Most powerful ways to connect Google Cloud BigQuery and CloudTalk
CloudTalk + Google Sheets + Slack: When a new call ends in CloudTalk, the data is added as a new row in Google Sheets. If specific criteria are met (e.g., call duration exceeds a threshold), a message is sent to a designated Slack channel.
CloudTalk + Google BigQuery + Google Sheets: Each new call in CloudTalk triggers an automated data export to Google BigQuery. After exporting, the data will then be summarized, with key metrics calculated and displayed in Google Sheets.

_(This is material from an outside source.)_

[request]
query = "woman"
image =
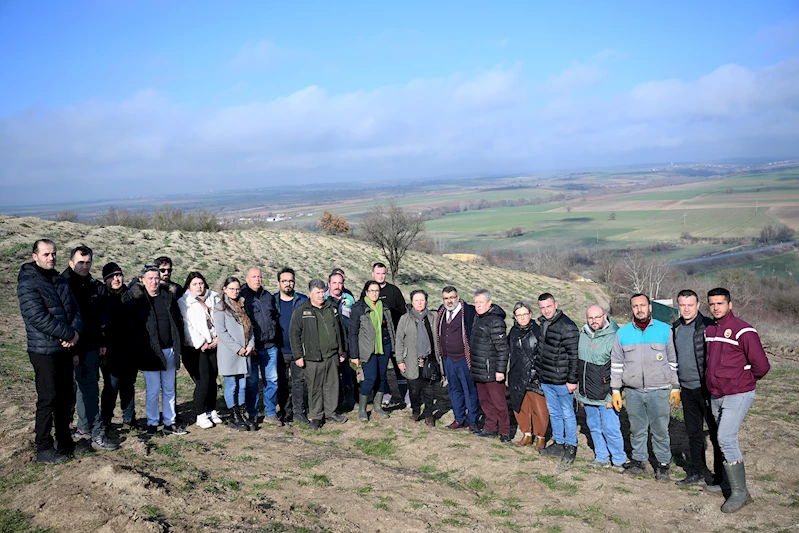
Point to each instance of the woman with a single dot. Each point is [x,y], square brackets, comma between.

Google Cloud BigQuery and CloudTalk integration alternatives
About Google Cloud BigQuery
Use Google Cloud BigQuery in Latenode to automate data warehousing tasks. Query, analyze, and transform huge datasets as part of your workflows. Schedule data imports, trigger reports, or feed insights into other apps. Automate complex analysis without code and scale your insights with Latenode’s flexible, pay-as-you-go platform.
Similar apps
Related categories
About CloudTalk
Automate CloudTalk call and SMS data within Latenode. Trigger workflows on new calls, messages, or agent status changes. Update CRMs, send alerts, or generate reports automatically. Use Latenode's visual editor and data transformation tools to customize call center automations without complex coding, and scale your workflows efficiently.
Related categories
See how Latenode works
FAQ Google Cloud BigQuery and CloudTalk
How can I connect my Google Cloud BigQuery account to CloudTalk using Latenode?
To connect your Google Cloud BigQuery account to CloudTalk on Latenode, follow these steps:
- Sign in to your Latenode account.
- Navigate to the integrations section.
- Select Google Cloud BigQuery and click on "Connect".
- Authenticate your Google Cloud BigQuery and CloudTalk accounts by providing the necessary permissions.
- Once connected, you can create workflows using both apps.
Can I analyze call data in BigQuery after calls in CloudTalk?
Yes, with Latenode you can automatically push CloudTalk call data to Google Cloud BigQuery. This provides advanced analytics and reporting, enhanced by Latenode's data transformation capabilities.
What types of tasks can I perform by integrating Google Cloud BigQuery with CloudTalk?
Integrating Google Cloud BigQuery with CloudTalk allows you to perform various tasks, including:
- Store call details from CloudTalk in Google Cloud BigQuery for analysis.
- Trigger CloudTalk actions based on data changes in Google Cloud BigQuery.
- Enrich Google Cloud BigQuery data with real-time information from CloudTalk.
- Create custom reports combining data from both Google Cloud BigQuery and CloudTalk.
- Automate data backups from CloudTalk to Google Cloud BigQuery.
What BigQuery data formats are supported within Latenode workflows?
Latenode supports standard BigQuery data types. You can transform and map data using visual tools or JavaScript for complex requirements.
Are there any limitations to the Google Cloud BigQuery and CloudTalk integration on Latenode?
While the integration is powerful, there are certain limitations to be aware of:
- Initial data synchronization may take time depending on the volume.
- Complex data transformations might require JavaScript coding.
- Real-time updates depend on the API rate limits of both services.